The Database portion of the zone file contains all of the resource records that contain the data for the hosts in the zone. Three main types of records are encountered in this section. In the db.network file we will encounter PTR records. In the db.domain file we will encounter A and CNAME records.

Using NSLOOKUP to Find a Machine on the Network

You may want to connect to another machine on the TCP/IP network to send or receive information but not be sure what the machine’s address is, or even that the machine name (hostname) that you want to reach exists. The nslookup utility enables you to find out this information. You provide the hostname of the desired machine as part of the command line. For example,

# nslookup dodger.com
Name Server: damian.master.com
Address:   198.5.22.7
Name: dodger.com
Address: 199.14.36.112

provides the name server (damian.master.com) that dodger.com exists on as well as the IP address for both the name server and dodger.com. If the hostname for the machine does not exist, you will get a message back indicating so. For example, if you were to type in the name dogder.com by mistake, you would get a message like this:

# nslookup dogder.com
Name Server: damian.master.com
Address:   198.5.22.7
*** damian.master.com can't find dogder.com: Non-existent domain

One important point to note is that nslookup uses an authoritative approach to do its translations. It uses either your local name server or whatever is specified in /etc/resolυ.conf to do queries. As long as the machine is in your domain, you can guarantee that the machine exists without going outside the domain (called an authoritative answer). If you need to go outside your domain to get the information from another domain server, the answer is nonauthoritative (you are taking the other domain server’s word that the domain name exists). In the successful example shown previously, damian.master.com needs to be authoritative to dodger.com; otherwise, you will be informed that it is a nonauthoritative lookup.

Using host and dig

Besides nslookup, two other commands, host and dig, are often used to obtain DNS information about a particular hostname or IP address. These two commands are supported by Solaris, AIX, HP-UX, Linux, FreeBSD, NetBSD, and OpenBSD, as well as other UNIX variants. Some UNIX variants support one, but not both, of them.

The host Command

The host command can be used to find the IP address corresponding to a particular hostname, or vice versa.
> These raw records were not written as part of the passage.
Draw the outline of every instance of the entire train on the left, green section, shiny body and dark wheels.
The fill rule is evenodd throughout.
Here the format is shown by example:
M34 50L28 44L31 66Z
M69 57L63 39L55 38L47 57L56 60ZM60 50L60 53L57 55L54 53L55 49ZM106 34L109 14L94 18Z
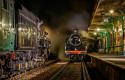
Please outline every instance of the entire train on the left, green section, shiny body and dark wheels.
M0 0L0 79L44 65L51 41L19 0Z

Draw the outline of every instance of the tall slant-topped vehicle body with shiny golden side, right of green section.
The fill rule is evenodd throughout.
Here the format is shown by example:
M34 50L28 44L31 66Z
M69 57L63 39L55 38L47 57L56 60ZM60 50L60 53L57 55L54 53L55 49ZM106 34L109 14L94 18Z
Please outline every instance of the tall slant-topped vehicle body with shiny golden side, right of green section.
M37 42L39 19L24 6L16 10L16 49L32 49Z

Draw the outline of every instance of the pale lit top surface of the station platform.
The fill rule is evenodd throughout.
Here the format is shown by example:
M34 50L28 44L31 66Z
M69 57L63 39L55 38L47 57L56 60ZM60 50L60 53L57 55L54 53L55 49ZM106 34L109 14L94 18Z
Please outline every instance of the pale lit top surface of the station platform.
M102 60L108 64L112 64L119 68L125 69L125 56L113 55L113 54L98 54L98 53L91 53L88 55L93 58Z

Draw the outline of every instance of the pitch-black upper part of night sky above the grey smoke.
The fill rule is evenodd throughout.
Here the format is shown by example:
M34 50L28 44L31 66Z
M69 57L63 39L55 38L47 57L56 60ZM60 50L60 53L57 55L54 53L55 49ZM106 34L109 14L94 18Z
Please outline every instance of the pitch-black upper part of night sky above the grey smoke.
M62 22L60 20L62 17L70 17L73 13L86 12L89 16L86 22L89 22L95 4L95 0L20 0L20 2L51 27L57 27Z

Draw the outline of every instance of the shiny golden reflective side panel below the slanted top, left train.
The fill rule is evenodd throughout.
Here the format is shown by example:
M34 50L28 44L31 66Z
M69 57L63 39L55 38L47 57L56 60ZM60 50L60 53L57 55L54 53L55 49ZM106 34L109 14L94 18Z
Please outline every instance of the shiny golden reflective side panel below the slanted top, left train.
M24 17L20 16L19 22L19 47L31 48L35 45L36 35L34 26L28 22Z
For example,

# host dodger.com

dodger.com is 198.5.22.7

gives us the IP address corresponding to the host dodger.com. We can find the hostname corresponding to the IP address 198.5.22.7 as follows:

# host 198.5.22.7

dodger is 198.5.22.7

The dig Command

The dig (short for domain information groper) is a powerful command that can be used to extract information from DNS servers. You can use this command for DNS lookups on particular DNS servers. Network administrators used the dig command to troubleshoot DNS problem because of its flexibility and ease of use, as well as the clear way output is presented. The following is an example of a dig query that will query each of the DNS servers listed in /etc/resolυ.conf:

# dig dodger.com

To query a particular DNS server, you use a command like

# dig @ns.dodger.com dodger.com any

This command directly queries the DNS server ns.dodger.com for any information about the hostname dodger.com. See the man page for the dig command to learn about the output provided by this command, as well as options that can be used to troubleshoot DNS problems.